The Cook Islands are divided into the Northern and the Southern Group of islands. Around the islands, stunning coral reefs encircle central lagoons. Outside the shallow lagoon, reefs plunge steeply into the blue oceanic abyss.
With spectacular diving around all of the Cook Islands, only some of the islands in the Southern Group are developed for tourism and only the main island of Rarotonga as well as Aitutaki have dive operators. Even on Rarotonga it’s not hard to find empty white sand beaches with shady palm trees on this volcanic, mountainous island.
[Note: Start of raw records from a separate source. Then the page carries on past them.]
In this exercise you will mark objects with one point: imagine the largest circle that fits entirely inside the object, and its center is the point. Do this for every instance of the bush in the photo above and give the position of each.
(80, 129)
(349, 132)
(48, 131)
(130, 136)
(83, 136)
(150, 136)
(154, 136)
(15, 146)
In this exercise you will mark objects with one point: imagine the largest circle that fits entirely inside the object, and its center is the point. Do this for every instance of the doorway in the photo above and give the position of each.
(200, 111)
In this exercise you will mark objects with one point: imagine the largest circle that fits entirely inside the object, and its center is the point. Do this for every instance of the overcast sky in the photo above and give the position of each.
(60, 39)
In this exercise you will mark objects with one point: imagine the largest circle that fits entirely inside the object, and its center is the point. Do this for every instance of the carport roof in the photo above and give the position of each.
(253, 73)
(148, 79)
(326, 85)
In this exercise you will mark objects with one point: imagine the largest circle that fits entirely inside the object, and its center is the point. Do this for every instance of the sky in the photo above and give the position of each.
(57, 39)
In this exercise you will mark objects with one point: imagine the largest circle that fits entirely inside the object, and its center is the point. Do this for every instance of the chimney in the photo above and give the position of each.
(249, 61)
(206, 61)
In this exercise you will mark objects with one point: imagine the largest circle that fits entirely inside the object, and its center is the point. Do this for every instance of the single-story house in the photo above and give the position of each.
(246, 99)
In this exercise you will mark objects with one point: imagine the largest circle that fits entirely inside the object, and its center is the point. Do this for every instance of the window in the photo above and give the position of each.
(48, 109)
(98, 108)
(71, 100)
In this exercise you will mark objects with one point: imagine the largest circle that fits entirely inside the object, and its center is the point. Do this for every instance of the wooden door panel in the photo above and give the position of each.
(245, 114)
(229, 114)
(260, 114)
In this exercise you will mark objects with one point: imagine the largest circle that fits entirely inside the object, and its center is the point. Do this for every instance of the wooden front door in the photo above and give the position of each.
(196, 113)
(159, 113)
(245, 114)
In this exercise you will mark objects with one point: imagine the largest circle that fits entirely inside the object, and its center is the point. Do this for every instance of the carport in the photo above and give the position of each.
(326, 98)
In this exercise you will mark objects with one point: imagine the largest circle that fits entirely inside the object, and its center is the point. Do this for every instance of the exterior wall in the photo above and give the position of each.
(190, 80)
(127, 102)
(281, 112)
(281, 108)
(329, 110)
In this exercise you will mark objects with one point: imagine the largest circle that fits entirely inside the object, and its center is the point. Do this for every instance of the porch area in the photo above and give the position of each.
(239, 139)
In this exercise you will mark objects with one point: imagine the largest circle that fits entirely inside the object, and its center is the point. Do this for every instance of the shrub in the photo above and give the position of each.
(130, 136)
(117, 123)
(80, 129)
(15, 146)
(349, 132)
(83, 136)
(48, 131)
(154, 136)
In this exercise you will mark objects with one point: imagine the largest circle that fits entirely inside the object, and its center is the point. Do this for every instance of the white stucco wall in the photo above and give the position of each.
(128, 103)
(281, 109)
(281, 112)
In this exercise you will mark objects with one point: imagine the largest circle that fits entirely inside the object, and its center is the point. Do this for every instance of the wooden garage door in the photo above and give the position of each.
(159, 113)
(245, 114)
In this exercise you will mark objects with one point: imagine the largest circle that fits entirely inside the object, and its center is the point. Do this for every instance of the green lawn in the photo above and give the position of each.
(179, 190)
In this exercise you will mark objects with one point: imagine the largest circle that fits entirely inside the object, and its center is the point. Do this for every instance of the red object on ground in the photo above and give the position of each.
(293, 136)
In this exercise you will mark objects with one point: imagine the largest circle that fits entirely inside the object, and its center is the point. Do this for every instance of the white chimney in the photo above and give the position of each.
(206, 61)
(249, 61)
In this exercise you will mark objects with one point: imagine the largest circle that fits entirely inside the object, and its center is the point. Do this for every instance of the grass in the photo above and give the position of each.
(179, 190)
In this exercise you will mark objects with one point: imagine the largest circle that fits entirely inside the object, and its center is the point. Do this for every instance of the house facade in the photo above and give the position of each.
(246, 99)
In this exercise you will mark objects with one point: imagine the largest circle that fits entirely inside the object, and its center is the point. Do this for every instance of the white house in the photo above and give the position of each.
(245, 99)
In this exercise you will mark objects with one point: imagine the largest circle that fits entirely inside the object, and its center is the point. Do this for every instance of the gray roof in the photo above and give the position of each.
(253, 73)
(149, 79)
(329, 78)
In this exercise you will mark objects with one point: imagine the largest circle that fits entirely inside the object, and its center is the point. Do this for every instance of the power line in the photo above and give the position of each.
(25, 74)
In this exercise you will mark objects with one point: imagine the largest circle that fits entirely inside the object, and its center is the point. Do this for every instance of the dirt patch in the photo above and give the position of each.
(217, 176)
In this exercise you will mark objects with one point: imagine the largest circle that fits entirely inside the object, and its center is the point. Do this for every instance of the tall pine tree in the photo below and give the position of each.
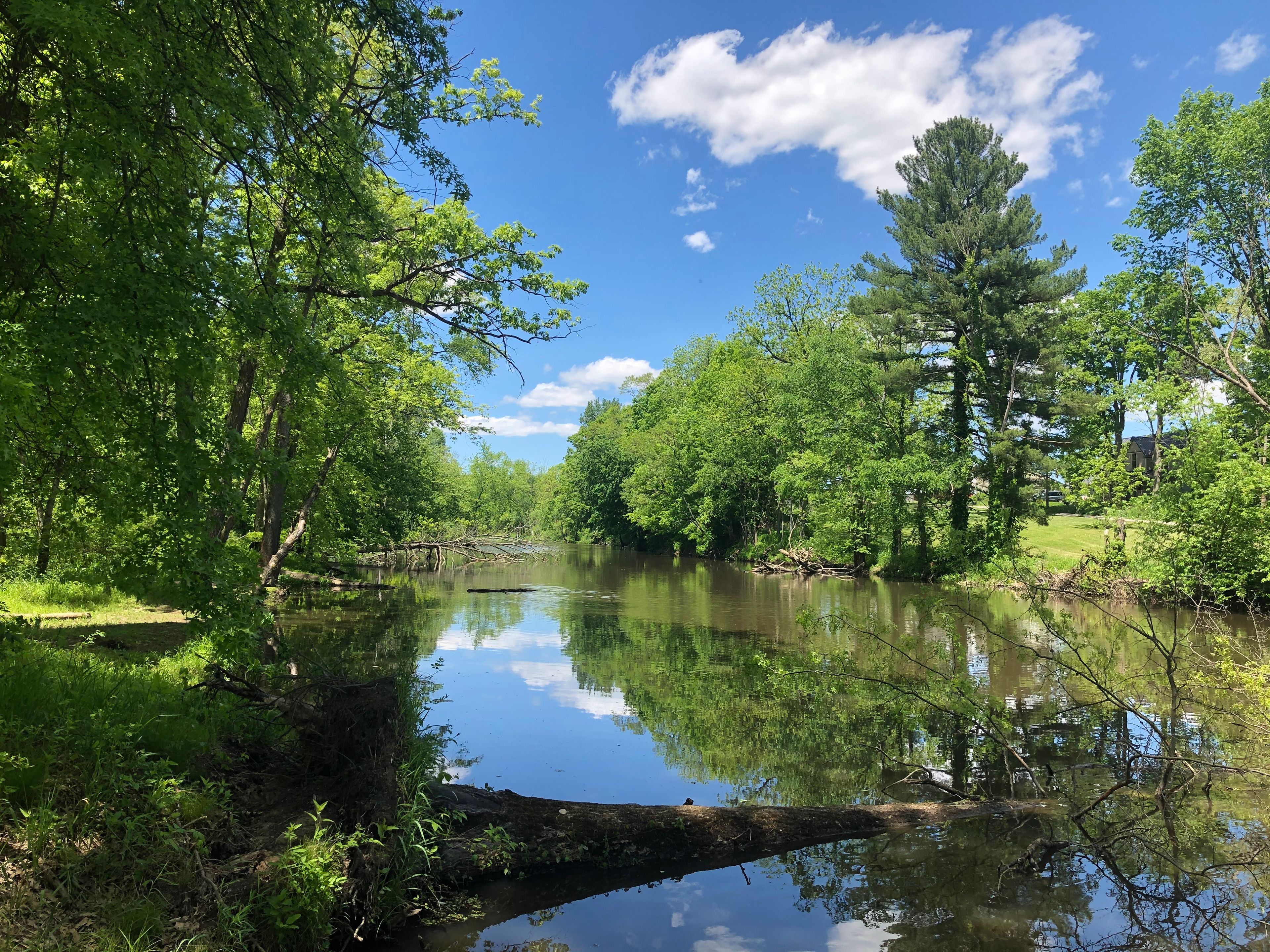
(977, 301)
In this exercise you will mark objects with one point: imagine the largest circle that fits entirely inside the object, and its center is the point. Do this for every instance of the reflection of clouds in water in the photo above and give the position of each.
(724, 940)
(458, 772)
(857, 937)
(561, 683)
(510, 640)
(677, 898)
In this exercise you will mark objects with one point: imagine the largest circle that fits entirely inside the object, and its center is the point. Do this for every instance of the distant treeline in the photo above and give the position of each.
(912, 413)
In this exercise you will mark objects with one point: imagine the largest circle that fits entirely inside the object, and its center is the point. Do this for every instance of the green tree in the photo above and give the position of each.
(982, 306)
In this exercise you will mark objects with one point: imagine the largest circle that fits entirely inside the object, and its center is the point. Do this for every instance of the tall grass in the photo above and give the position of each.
(103, 809)
(31, 596)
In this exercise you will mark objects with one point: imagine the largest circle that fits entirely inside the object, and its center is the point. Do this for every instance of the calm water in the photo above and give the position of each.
(635, 678)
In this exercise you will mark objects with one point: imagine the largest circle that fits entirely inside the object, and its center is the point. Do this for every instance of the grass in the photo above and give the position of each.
(117, 622)
(1066, 539)
(117, 796)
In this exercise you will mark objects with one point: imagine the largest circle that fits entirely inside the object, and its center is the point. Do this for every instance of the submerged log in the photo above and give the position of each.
(545, 836)
(310, 579)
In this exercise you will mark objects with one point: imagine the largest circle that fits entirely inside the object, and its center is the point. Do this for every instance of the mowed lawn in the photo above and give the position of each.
(1067, 537)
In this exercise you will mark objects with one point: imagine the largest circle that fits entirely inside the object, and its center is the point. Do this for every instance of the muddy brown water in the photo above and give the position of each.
(624, 677)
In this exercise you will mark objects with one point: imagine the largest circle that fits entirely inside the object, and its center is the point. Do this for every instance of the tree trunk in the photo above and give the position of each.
(235, 419)
(242, 400)
(262, 440)
(270, 574)
(1160, 451)
(959, 513)
(563, 834)
(46, 520)
(277, 487)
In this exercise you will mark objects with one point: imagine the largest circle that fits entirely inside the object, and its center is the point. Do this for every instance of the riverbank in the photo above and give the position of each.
(144, 809)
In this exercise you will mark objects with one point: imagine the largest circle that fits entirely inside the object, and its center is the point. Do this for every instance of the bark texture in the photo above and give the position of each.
(557, 834)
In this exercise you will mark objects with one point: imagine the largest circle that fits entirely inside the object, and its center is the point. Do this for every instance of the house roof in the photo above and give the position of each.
(1147, 445)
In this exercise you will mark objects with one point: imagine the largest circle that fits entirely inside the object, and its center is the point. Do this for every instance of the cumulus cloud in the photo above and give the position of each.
(1239, 51)
(721, 938)
(578, 385)
(557, 395)
(520, 426)
(697, 198)
(608, 373)
(864, 98)
(699, 242)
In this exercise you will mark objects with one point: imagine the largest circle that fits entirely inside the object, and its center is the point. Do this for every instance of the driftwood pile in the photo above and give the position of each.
(804, 562)
(432, 554)
(1090, 578)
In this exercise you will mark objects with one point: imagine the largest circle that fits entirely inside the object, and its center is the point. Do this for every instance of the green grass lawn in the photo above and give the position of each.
(124, 622)
(1067, 537)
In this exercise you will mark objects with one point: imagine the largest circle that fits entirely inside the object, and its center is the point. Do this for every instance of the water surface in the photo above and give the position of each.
(633, 678)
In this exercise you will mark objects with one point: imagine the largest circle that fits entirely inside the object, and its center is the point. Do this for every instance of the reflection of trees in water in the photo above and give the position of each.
(1171, 865)
(1171, 857)
(947, 889)
(938, 889)
(709, 702)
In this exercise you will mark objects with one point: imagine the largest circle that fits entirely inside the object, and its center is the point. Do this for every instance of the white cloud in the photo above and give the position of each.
(608, 373)
(697, 198)
(559, 681)
(724, 940)
(1239, 51)
(864, 98)
(507, 640)
(578, 385)
(520, 426)
(557, 395)
(699, 242)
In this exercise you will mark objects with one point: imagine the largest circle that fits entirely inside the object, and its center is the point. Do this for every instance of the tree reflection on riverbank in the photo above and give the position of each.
(710, 668)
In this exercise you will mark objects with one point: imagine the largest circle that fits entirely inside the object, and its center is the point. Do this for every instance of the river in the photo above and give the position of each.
(625, 677)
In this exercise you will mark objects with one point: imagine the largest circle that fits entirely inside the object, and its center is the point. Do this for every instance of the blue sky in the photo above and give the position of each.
(688, 149)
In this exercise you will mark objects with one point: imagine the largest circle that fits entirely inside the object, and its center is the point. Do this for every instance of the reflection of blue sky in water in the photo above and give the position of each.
(517, 706)
(710, 912)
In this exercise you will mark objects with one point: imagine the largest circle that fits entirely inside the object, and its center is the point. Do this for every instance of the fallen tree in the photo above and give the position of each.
(536, 836)
(804, 562)
(432, 554)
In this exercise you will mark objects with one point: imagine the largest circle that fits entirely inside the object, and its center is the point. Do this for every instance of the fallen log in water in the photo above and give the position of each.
(554, 834)
(804, 562)
(557, 857)
(308, 578)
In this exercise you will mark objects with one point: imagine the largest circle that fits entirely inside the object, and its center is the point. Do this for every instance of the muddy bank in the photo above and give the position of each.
(549, 836)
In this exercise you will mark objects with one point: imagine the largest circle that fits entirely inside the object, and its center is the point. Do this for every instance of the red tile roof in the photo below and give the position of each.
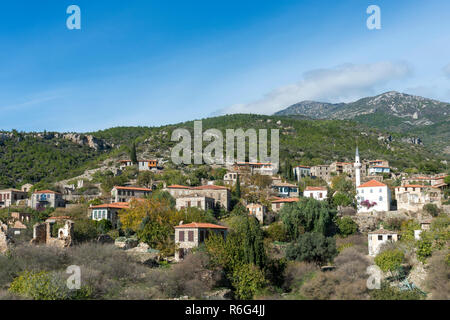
(372, 183)
(114, 205)
(286, 200)
(309, 188)
(132, 188)
(201, 225)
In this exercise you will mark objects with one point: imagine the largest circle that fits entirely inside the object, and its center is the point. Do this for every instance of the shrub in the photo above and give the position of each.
(387, 292)
(247, 280)
(312, 247)
(277, 232)
(347, 226)
(297, 273)
(438, 274)
(431, 209)
(389, 260)
(39, 286)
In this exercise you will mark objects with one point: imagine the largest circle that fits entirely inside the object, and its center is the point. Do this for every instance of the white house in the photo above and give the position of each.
(378, 238)
(373, 196)
(318, 193)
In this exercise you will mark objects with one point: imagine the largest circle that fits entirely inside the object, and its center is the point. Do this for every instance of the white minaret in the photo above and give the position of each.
(357, 168)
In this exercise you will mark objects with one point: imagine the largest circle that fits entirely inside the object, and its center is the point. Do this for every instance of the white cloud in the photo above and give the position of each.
(446, 70)
(344, 83)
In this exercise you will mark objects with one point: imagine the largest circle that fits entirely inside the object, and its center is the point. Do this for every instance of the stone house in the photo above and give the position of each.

The 15 Cook Islands share a total land area of 240 square kilometres/93 square miles. There are over 40 dive sites consisting of coral gardens, sloping reefs dotted with coral bommies, drop-offs, caverns, passages and also some broken up shipwrecks like the Mataora Wreck.
A highlight of diving the Cook Islands is the chance of bumping into humpback whales, which pass by Aitutaki and Rarotonga during the Southern Hemisphere winter months.
Fly to Rarotonga International Airport (RAR) in Avarua, Rarotonga. Airlines like Air New Zealand, Air Tahiti, Virgin Australia and Hawaiian Airlines service this airport from Auckland, Sydney, Tahiti and Hawaii. Then, Air Rarotonga can be used for inter-island flights.